El color aparece deslavado y solo la música se percibe con nitidez. El camarógrafo de ese simulacro de “material encontrado” de 1982 nunca elige el encuadre frontal ni se detiene. Va y viene en su registro, elige perfiles y sombras, corta de modo insistente, deja la impresión de un conjunto de vistas en desequilibrio, o de rushes en bruto, o de pruebas de pantalla sin descartar. Los participantes en la fiesta aparecen siempre filtrados, mediados, reencuadrados u ocultos parcialmente por un objeto o algún otro personaje difuminado por acción de las focales largas. El grano expuesto de la película da a la imagen un aspecto entre urgente y desaliñado.

Escuchamos melodías de bandas populares en la época: es un telón de fondo sonoro construido con maestría.

La impresión que deja esa proyección es la de un conjunto de filmaciones caseras, hechas con el soporte fotoquímico propio de inicios de los años ochenta: testimonian un momento de euforia.

Pero, de pronto, se cuelan una imágenes familiares. Fotos de la familia feliz franquista de los años sesenta, o tal vez, de fines de los cincuenta. Imágenes plácidas en las que podemos ver a un niño haciendo el saludo falangista. El futuro señala las continuidades, a pesar del cambio. El germen del pasado que empieza a carcomer al tiempo frenético de la “movida”.
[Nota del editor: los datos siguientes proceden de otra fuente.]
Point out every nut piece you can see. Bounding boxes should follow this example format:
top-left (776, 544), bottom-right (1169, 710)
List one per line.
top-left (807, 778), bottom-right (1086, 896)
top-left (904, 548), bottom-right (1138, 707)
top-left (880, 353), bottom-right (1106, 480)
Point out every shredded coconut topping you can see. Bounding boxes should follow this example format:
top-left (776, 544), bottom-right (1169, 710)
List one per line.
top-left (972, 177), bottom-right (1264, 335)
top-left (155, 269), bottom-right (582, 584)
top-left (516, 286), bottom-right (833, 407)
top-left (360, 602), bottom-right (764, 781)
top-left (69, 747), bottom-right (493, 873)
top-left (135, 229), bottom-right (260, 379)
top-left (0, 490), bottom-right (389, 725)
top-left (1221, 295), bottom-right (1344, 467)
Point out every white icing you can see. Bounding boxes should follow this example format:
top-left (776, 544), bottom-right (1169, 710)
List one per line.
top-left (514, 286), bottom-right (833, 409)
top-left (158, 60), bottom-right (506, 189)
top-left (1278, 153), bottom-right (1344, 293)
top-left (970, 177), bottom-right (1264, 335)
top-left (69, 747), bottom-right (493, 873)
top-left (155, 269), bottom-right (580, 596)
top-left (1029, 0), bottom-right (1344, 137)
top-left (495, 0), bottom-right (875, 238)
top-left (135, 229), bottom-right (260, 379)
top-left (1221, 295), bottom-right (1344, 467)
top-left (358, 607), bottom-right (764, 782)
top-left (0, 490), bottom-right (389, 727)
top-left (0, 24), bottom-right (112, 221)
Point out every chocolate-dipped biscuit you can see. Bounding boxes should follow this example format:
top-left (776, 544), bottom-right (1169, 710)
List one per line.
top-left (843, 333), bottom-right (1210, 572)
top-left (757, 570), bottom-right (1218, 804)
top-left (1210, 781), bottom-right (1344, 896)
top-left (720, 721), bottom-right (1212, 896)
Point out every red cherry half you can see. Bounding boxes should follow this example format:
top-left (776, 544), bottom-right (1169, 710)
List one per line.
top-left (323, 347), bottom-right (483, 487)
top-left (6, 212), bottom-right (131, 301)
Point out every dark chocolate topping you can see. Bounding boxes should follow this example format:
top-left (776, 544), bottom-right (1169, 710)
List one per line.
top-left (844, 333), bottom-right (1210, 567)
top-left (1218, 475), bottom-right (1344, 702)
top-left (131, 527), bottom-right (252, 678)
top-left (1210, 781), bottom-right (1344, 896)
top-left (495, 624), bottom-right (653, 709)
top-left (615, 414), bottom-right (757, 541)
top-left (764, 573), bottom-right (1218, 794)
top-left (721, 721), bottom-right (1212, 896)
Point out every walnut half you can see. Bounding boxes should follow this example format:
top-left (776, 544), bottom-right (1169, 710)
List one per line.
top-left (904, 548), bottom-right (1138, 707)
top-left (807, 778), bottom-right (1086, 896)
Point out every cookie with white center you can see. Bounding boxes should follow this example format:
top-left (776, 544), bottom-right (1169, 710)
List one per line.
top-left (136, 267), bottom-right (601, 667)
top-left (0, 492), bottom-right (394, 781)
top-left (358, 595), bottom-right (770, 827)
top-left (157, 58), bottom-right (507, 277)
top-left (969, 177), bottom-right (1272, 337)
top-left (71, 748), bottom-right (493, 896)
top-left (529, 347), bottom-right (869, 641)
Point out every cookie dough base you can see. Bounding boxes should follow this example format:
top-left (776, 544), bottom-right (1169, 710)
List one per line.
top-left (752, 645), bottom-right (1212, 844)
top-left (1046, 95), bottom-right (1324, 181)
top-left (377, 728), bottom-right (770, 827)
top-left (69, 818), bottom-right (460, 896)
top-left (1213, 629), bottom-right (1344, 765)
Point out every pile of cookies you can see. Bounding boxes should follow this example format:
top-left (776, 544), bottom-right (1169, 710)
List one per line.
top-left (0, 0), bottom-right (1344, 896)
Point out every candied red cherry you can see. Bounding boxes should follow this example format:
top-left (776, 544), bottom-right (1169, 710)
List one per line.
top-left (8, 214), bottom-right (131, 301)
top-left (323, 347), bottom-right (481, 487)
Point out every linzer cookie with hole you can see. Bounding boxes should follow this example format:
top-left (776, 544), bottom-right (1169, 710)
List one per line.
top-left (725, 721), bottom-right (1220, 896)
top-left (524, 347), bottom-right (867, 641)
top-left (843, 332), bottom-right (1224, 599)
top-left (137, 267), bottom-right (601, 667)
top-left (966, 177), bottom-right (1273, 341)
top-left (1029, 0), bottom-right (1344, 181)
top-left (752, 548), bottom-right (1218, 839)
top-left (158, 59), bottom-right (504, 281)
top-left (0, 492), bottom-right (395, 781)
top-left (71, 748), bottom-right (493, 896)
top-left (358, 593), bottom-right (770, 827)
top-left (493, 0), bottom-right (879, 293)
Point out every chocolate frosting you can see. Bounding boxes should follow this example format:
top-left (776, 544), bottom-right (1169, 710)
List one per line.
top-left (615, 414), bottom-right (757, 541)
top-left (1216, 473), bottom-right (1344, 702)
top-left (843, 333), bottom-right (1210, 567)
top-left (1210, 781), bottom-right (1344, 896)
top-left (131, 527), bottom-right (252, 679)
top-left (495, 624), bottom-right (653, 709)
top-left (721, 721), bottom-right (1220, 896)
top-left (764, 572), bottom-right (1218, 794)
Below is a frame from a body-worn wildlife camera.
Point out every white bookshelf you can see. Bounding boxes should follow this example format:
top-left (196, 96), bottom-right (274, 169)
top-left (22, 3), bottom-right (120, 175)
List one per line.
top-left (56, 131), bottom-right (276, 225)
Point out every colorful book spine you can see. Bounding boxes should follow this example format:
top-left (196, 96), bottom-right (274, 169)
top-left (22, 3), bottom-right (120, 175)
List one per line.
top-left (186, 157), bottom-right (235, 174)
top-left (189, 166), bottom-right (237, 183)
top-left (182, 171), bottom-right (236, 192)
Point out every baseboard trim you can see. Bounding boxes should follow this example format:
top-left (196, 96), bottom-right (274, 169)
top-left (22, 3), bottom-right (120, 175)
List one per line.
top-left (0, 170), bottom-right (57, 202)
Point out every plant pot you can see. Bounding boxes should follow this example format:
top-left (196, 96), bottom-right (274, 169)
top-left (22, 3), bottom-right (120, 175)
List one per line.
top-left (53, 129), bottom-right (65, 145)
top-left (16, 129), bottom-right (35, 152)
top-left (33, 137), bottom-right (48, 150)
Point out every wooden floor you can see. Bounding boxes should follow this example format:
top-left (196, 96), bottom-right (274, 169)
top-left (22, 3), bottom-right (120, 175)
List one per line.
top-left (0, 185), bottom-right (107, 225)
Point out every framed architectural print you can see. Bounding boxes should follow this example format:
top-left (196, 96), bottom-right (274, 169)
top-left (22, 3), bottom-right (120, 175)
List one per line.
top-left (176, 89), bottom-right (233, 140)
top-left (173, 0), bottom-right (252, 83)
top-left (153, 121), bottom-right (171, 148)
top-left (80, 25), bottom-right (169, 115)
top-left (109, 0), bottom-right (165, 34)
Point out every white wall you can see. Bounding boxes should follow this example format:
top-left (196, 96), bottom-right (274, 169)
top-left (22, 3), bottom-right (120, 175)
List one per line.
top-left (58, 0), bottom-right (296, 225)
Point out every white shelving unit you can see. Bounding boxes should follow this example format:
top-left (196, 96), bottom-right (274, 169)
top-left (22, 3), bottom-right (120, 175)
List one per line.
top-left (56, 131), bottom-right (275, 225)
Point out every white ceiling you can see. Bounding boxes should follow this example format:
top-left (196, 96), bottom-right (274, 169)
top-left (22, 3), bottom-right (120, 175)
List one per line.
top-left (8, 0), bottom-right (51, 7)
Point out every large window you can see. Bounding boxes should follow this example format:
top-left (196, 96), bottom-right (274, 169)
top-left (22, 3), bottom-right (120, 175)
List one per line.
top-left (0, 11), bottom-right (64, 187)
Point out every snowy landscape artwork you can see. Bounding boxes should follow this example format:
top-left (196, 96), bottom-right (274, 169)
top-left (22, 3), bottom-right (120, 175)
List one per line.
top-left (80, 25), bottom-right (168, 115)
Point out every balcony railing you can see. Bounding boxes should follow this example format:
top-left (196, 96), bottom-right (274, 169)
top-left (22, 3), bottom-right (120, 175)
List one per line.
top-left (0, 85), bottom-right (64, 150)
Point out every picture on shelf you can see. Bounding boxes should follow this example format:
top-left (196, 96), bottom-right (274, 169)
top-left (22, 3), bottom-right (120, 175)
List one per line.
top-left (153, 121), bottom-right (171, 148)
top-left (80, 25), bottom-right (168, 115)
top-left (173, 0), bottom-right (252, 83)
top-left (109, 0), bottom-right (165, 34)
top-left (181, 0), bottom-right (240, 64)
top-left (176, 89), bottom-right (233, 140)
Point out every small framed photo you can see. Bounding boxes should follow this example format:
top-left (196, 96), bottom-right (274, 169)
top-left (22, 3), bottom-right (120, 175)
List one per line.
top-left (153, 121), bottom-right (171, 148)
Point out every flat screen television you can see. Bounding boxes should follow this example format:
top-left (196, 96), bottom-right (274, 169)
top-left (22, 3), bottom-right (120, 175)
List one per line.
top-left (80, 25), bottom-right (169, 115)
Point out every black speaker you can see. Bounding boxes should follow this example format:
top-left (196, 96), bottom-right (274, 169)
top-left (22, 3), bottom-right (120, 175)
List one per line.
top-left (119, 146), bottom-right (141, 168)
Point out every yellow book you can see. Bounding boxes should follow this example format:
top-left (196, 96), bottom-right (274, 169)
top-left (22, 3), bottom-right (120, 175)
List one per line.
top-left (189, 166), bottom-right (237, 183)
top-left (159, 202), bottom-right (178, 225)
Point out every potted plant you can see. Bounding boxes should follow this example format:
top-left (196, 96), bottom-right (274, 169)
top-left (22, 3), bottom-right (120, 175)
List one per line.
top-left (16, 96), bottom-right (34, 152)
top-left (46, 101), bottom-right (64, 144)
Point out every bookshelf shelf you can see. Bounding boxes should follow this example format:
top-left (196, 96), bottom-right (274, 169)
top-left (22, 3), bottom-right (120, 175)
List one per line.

Y entonces se retoma la fiesta, pero en su momento terminal. Ya no domina el acercamiento impresionista y fragmentario. Ahora, el “filmador” privilegia las escenas completas, le da tiempo al registro, la juerga se hace más o menos audible e inteligible. La euforia y el cansancio llegan con el convite de los pechos maternos que una asistente ofrece con generosidad. Licor y leche en el final de la juerga. Y una vez más las imágenes que se cortan, se oscurecen, se perforan, se ensucian. Un círculo negro se sobreimprime. El “material encontrado” se acaba. El material fílmico se degrada al igual que el júbilo

La madre España, de pechos y tradiciones abundantes, termina por imponerse. En 2013, la fiesta, como la euforia del cambio, se ha diluido. El pecho de la celebrante libertaria se ha secado. Las últimas imágenes, las de la resaca, solo muestran edificios vacíos y las huellas del paro.